Nella messinscena del direttore del Centro mediterraneo delle arti si inizia ridendo. «Chi sono io?» la domanda, in lingua di Sardegna, rivolta al pubblico. Si procede nel moto drammatico dopo un gioco con la platea e il richiamo alla Sfinge che teneva in scacco la città di Tebe prima della morte di re Laio. Attori senza amplificazione? Gli spettatori apprezzano la resa voluta dal regista. Pesce interpreta il pastore che parla la lingua della sua terra e narra la vicenda. Maria Letizia Gorga indossa le vesti (di lutto, di festa e di nuovo di lutto) di una Giocasta anche sfacciata, arsa di desiderio personale nelle parole e atavicamente corale nei canti. Maximilian Nisi è Edipo, tirannico. Persino un po' più violento del previsto. Stefano De Meo (tastiere) e Pasquale Laino (fiati) sottolineano musicalmente l'ambiente e i canti arberesch e grecanici dei protagonisti. Quella è una Tebe sotto casa per l'attore nato a Rivello, in provincia di Potenza. Lo suggerisce la parlata dialettale del suo pastore (non quella di Giocasta ed Edipo, a palazzo, distanti dai pascoli). E lo disegna lo scheletro scenografico del tempio da cui pendono, simbolo di mandrie e di contatto con una terra percorsa dal lavoro, grandi campanacci.

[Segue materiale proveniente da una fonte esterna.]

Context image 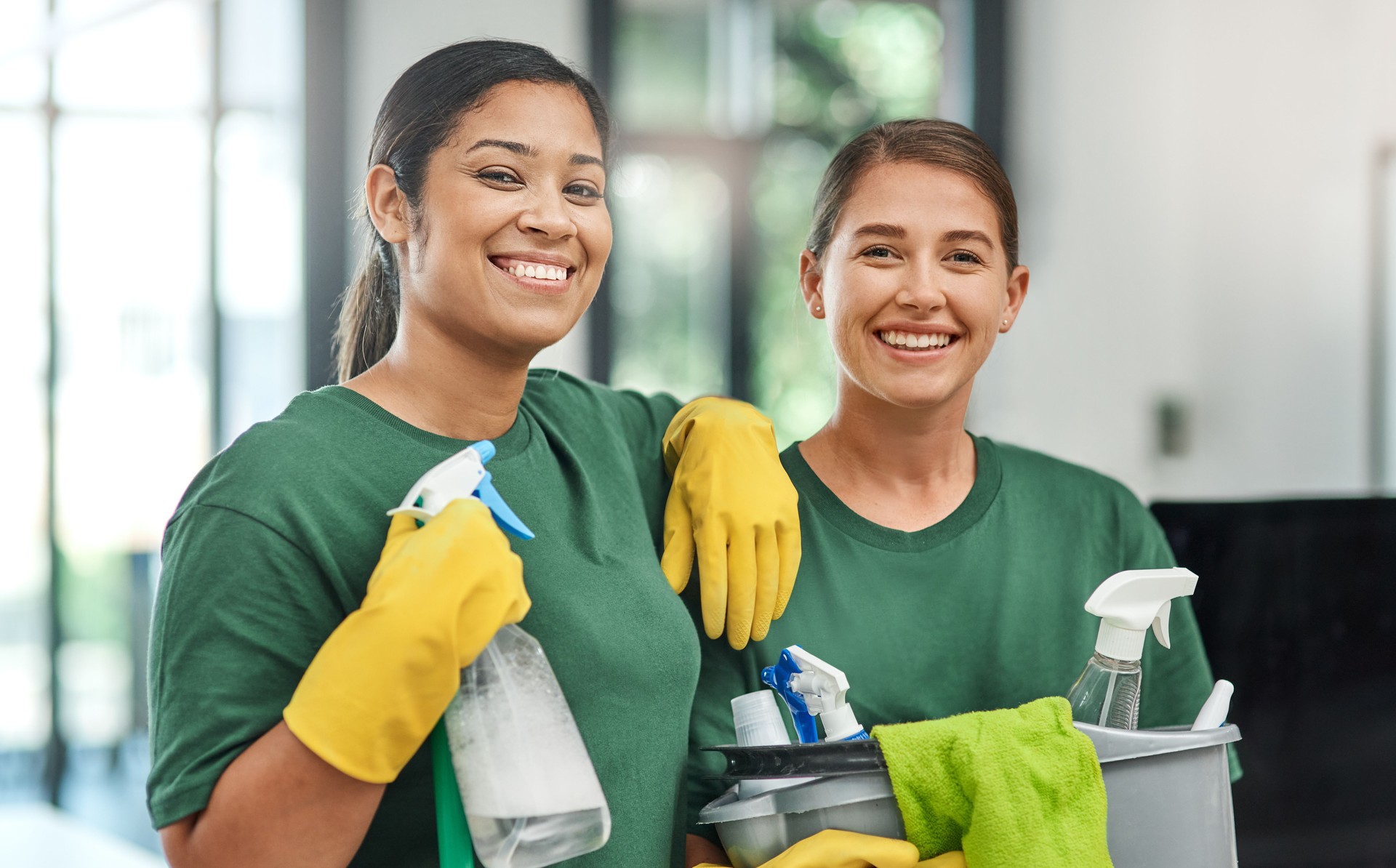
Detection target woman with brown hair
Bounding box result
[689,120,1228,868]
[148,41,798,868]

Dentro uno di questi il suo pastore arriva a infilare la testa. Un'adesione totale rimarcata dai campanelli più piccoli indossati: a ogni movimento scandisce un'identità chiara da subito. Edipo, che è vittima nella mitologia dell'uccisione del padre Laio e dell'accoppiamento con la madre Giocasta, dovrà scoprire chi sia in realtà. Non aveva visto? Il fato gli imporrà di abbracciare una cecità fisica.

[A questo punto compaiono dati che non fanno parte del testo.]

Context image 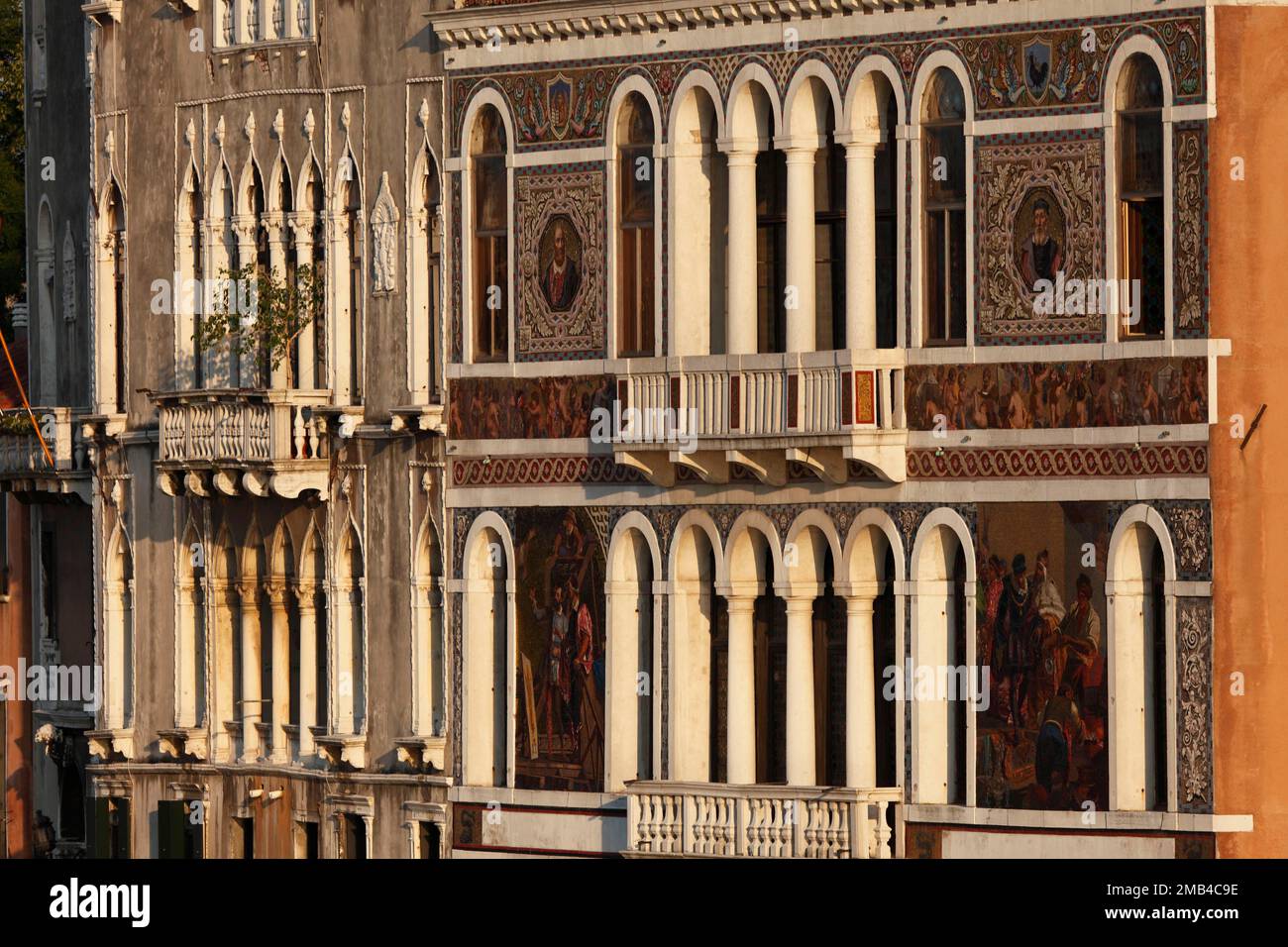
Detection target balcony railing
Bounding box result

Altro oggetto scenico eccellente la bara di Laio, luogo della memoria violata (l'incesto tra figlio e madre) e set dei flash back che concretizzano il recupero del passato. Qualche passaggio ancora da governare nella messinscena, ma la rilettura sofoclea nel testo denso di studi antropologici, i segni della trasposizione cinematografica pasoliniana, la regia e gli interpreti qualificano un prodotto teatrale tutt'altro che ordinario.